- Born: October 10, 1929 Winnipeg, Manitoba
- Died: July 17, 2025 (aged 95)

Medal record
Representing Manitoba
Macdonald Brier
| Gold medal – first place | 1953 Sudbury |  |

= Russ Jackman =

Canadian curler

Russell Howard Jackman (October 10, 1929 – July 17, 2025) was a Canadian curler. He was the lead of the 1953 Brier Champion team (skipped by Ab Gowanlock), representing Manitoba.

Jackman began curling in 1944.

Jackman and his wife Eleanor were due to marry on March 5, 1953, but their wedding had to be postponed following his rink's victory at the 1953 Manitoba championship, qualifying the team for that year's Brier which was held the same week of their planned wedding.
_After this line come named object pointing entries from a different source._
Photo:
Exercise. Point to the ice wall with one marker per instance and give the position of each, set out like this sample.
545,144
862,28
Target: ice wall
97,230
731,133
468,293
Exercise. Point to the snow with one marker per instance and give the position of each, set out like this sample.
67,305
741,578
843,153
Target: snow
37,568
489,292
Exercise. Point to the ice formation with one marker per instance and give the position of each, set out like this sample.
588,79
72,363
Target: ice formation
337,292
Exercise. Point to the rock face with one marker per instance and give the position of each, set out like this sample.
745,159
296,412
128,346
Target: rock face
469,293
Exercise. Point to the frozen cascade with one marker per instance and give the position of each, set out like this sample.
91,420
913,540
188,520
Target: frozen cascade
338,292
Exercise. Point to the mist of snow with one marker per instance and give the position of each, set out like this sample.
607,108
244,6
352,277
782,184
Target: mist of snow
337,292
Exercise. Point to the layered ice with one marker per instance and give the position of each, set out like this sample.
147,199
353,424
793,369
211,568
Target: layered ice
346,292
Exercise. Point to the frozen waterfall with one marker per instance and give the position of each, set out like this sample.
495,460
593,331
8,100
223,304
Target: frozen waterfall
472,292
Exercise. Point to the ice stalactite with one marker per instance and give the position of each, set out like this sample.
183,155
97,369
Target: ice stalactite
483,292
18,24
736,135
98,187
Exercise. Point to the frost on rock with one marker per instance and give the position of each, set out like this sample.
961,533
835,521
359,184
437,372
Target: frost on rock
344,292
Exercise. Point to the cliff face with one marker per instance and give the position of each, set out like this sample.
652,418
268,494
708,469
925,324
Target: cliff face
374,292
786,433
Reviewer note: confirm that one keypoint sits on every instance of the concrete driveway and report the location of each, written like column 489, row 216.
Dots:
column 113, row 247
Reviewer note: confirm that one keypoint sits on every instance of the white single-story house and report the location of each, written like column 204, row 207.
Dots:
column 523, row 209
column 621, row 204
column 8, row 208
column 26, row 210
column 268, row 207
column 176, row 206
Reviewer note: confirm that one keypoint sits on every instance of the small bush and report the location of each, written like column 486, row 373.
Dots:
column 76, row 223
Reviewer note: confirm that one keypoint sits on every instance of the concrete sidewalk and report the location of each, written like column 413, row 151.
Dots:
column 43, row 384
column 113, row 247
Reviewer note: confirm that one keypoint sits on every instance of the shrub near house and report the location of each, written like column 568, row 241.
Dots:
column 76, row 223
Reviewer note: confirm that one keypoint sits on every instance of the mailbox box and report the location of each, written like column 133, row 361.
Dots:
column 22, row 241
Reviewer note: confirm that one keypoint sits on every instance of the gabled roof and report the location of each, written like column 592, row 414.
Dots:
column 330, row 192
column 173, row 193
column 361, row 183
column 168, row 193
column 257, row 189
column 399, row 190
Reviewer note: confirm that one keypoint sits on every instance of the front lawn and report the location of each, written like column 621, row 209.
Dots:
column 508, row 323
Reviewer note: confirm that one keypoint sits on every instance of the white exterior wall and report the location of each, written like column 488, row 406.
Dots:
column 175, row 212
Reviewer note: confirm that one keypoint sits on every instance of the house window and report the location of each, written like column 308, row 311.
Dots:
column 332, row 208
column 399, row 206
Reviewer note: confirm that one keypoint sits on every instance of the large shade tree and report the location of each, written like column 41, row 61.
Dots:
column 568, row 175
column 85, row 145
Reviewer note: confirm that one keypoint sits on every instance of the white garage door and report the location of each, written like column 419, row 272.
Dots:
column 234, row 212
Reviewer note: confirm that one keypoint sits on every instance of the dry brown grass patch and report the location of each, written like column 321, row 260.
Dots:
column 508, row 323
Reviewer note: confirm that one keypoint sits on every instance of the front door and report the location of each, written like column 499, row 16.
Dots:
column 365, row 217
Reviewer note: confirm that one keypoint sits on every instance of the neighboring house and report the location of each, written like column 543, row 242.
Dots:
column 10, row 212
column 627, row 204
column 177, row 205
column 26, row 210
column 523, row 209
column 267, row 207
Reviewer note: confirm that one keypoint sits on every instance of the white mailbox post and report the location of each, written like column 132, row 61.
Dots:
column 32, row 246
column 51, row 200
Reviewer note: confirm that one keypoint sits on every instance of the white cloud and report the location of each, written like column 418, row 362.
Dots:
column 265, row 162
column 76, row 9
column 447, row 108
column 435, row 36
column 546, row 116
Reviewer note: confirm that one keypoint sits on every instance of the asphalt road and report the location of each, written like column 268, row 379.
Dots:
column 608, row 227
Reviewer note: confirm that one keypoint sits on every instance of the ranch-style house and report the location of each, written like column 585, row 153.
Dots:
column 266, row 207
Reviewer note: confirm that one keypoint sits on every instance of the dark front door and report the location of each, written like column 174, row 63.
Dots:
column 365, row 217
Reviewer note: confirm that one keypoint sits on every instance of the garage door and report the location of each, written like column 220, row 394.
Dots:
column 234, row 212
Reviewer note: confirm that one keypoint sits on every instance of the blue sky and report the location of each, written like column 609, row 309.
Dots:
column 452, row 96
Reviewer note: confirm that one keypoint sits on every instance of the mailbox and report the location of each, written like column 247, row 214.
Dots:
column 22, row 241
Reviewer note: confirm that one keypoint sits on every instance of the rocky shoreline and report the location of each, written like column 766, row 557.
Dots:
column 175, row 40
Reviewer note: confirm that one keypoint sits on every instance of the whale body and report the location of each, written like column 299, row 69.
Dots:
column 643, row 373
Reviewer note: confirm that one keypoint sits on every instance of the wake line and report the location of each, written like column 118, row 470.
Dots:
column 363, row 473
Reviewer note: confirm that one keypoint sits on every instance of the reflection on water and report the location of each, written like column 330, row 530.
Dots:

He was inducted into the Manitoba Sports Hall of Fame in 2019.

==Personal life==
Jackman was the son of George and Rose. After living in Dauphin, he moved to Calgary in the mid-1960s, before he and his wife Eleanor moved back to Winnipeg in the 1970s, settling in the Windsor Park neighbourhood. He had three children. He worked for Sherwin-Williams Paints, Jordan & Ste-Michelle Cellars, T.G. Bright Wines and Cartier Wines. In addition to curling, he played fastball in the summer.

A member of the Dauphin, Manitoba Elks of Canada branch He served as "Grand Exalted Ruler" of the organization from 1974 to 1975.